Wednesday, November 10, 2010

more theory-minded thoughts less likely to stir up trouble

I have written a temporarily postponed post that I believe I should save for a more propitious moment. This one is less intellectually defensible but less likely to irritate people since it can be dismissed as a piece of whacked-out off-the-cuff fantasy.

Someday there will be time to have arguments but right now there is too much to be done.

Patrick Harpur, in his maddeningly elusive "history of the imagination" The Philosophers' Secret Fire, resurrects the Eastern Orthodox (among others) notion of "spirit" versus "soul" as opposites that nevertheless complement and complete one another: "Not only purity but order, clarity, enlightenment are spirit's watchwords.... but soul is always at its side, obscuring, muddying, and muddling. For soul favors the labyrinthine ways of slow reflection, not rapid thought. Things cannot be made straight because they are intrinsically crooked and ambiguous, cannot be spotlit because they are intrinsically twilit; cannot be wiped away because they are harnessed to a long history whose traces cannot be kicked over." (That errant extended metaphor, like the divagation of this parenthetical aside, illustrates the point I am about to make.)
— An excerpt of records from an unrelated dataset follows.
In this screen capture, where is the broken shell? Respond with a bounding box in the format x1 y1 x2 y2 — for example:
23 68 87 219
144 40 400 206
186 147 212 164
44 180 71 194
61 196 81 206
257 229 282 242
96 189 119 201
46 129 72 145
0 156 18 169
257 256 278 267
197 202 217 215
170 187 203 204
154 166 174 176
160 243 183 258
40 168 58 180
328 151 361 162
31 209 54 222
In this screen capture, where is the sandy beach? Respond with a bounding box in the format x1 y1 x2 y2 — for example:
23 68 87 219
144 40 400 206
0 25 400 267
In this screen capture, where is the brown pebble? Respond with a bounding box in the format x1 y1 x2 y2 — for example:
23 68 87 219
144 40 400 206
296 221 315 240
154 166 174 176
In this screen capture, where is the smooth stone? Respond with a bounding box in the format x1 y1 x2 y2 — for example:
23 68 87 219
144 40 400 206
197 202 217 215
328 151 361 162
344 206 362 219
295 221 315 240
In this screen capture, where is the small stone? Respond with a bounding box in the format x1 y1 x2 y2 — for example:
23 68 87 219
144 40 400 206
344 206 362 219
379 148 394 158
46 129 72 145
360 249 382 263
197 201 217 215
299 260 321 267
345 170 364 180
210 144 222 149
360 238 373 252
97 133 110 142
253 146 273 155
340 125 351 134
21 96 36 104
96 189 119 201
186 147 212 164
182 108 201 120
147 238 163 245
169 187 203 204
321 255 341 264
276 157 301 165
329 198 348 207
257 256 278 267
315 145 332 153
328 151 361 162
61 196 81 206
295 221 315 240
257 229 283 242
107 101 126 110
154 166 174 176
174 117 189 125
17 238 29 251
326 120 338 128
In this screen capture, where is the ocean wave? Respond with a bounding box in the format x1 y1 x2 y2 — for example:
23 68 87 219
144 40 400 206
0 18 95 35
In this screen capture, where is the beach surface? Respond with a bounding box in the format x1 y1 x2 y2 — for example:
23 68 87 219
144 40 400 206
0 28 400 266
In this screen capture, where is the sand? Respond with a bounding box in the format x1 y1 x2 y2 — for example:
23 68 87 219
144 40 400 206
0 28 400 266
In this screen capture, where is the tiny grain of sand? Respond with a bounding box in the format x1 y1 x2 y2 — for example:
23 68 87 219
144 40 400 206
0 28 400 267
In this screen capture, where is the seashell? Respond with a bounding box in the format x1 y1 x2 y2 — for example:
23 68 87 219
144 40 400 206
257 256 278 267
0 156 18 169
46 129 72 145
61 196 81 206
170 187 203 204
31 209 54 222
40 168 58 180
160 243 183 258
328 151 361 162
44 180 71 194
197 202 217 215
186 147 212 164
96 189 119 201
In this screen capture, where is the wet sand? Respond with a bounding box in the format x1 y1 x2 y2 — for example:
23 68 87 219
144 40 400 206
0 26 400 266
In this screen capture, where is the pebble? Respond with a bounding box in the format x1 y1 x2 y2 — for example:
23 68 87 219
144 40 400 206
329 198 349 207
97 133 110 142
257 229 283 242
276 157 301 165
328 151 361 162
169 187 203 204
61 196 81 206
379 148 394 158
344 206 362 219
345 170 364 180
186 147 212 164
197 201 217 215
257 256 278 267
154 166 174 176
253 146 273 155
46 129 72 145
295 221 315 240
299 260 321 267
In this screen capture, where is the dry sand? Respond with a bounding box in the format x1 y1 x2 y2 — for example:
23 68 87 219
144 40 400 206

In reality, each side needs the other to achieve anything like depth or profundity; highbrow spiritual abstraction without the messiness of a recalcitrant materiality becomes dry, detached and generally uninteresting, while lowbrow soul without the ordering principle of style or a sense of doing things well turns quickly into sloppiness. (This is why Lowbrow's meticulous attention to a sense of craft and/or craftiness makes it a two or three generation art movement, while bad art remains merely bad art, and not the Bad Art of the show of that name that changed the art world at the end of the 1970s.)

Or as Immanuel Kant put it, "Concepts without [physical perceptions] are empty; [physical perceptions] without concepts are blind." (That's my combo of the old translation "Concepts without percepts are empty; percepts without concepts are blind," because I don't like the unstylish lack of parallelism in the new translation. Plus I want to distort Kant for my own purposes here.)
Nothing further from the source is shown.